A chegada do Kiss era um evento, da mesma forma que hoje grandes shows de grandes nomes do rock tem grande parte de seu público de gente sem relação com o rock, como se fosse uma grande balada. A diferença é que a banda dos mascarados americanos causava genuína curiosidade: eram realmente malignos e diabólicos? Todo mundo queria conferir de perto.
A turnê pela América do Sul ganhou forte apelo porque seria a última com os músicos usando as famosas máscaras que tanto fizeram a sua fama. Era o suporte do LP "Creatures of the Night", de 1982, um bom disco, mas longe do auge da banda, na década anterior, por mais que tivesse grandes hits, como "I Love It Loud" e a faixa-título.

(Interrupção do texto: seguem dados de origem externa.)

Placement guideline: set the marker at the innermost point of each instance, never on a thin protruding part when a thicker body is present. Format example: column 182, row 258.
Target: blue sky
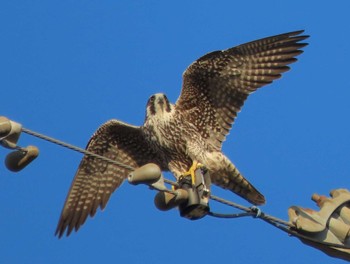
column 69, row 66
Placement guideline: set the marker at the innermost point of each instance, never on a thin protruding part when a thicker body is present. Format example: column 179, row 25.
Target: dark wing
column 217, row 84
column 96, row 179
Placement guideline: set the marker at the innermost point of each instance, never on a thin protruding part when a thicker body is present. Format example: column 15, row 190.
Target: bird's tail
column 228, row 177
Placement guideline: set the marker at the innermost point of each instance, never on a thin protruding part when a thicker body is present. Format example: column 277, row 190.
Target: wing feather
column 216, row 85
column 96, row 179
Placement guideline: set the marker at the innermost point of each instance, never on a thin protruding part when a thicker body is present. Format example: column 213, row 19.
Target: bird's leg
column 195, row 165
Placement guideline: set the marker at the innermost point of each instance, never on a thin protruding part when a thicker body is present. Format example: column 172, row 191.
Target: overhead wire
column 248, row 211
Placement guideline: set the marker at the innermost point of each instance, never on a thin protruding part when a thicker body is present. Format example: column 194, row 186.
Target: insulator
column 17, row 160
column 11, row 131
column 5, row 127
column 165, row 201
column 147, row 174
column 339, row 229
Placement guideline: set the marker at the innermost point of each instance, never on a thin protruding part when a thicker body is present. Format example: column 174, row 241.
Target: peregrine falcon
column 178, row 136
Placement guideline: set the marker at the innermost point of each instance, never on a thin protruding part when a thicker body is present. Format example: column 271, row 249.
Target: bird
column 179, row 137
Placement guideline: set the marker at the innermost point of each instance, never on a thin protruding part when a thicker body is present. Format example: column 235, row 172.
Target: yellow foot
column 195, row 165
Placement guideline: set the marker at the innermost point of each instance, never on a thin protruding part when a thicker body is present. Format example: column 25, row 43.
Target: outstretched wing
column 96, row 179
column 217, row 84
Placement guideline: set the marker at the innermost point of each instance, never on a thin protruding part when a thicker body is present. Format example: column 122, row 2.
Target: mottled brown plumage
column 173, row 136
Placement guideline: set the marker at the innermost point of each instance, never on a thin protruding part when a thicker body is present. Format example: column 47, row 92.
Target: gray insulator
column 165, row 201
column 5, row 127
column 17, row 160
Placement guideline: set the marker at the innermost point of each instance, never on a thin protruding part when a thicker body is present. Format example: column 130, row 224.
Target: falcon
column 182, row 136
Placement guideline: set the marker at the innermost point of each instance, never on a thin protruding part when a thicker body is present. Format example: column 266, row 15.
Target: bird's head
column 158, row 104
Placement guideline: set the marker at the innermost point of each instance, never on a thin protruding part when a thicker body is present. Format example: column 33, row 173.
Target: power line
column 248, row 211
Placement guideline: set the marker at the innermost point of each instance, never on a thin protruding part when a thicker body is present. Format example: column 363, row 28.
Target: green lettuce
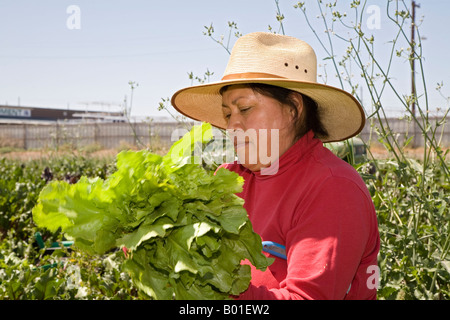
column 183, row 228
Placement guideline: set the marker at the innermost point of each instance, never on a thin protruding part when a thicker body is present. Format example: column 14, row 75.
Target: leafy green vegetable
column 183, row 228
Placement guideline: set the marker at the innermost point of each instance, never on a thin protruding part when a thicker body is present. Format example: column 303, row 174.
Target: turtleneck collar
column 293, row 155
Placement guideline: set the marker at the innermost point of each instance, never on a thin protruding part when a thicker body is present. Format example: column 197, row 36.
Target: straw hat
column 279, row 60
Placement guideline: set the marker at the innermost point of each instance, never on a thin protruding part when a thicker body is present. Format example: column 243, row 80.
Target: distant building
column 11, row 114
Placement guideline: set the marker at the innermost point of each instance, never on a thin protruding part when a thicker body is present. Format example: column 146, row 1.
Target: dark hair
column 308, row 120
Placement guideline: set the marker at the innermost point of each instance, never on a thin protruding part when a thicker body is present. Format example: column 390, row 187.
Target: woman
column 297, row 193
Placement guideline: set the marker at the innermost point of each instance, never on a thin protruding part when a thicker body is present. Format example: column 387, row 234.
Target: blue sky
column 43, row 63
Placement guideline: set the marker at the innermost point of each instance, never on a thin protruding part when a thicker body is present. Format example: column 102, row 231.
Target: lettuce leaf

A banda cresceu muito rápido a partir de 1975 depois de anos ralando muito e ganhando quase nada. Com álbuns preciosos como "Destroyer" e "Love Gun", o Kiss se tornou ma potência do rock pesado apoiado na teatralidade absorvida de Alice Cooper e da veia pop chupada dos Beatles, entre outros.
A boa fase durou enquanto a criatividade não foi afetada pelas drogas e pelo excesso de dinheiro entrando. Em 1978, brigando como nunca, os quatro integrantes inventaram de cada um lançar, quase ao mesmo tempo, um álbum solo com patrocínio e incentivo do empresariamento da banda. Foi o começo do afastamento e do fim da química - e, consequentemente, um período de decadência.
Com as saídas do guitarrista Ace Frehley e do baterista Peter Criss o Kiss ficou desfigurado e perdeu a aura de superbanda que muitos garotos da época admiravam e sonhavam. Era preciso se reinventar e o fim do período mascarado foi a jogada de marketing encontrada para recuperar o prestigio da banda.
A pesada campanha de marketing que sustentou a vinda do Kiss foi uma das que mais deu certo no país até então. De uma banda de rock até então não muito conhecida fora dos círculos roqueiros, o Kiss foi retratado como um grupo de superastros como se estivessem no auge.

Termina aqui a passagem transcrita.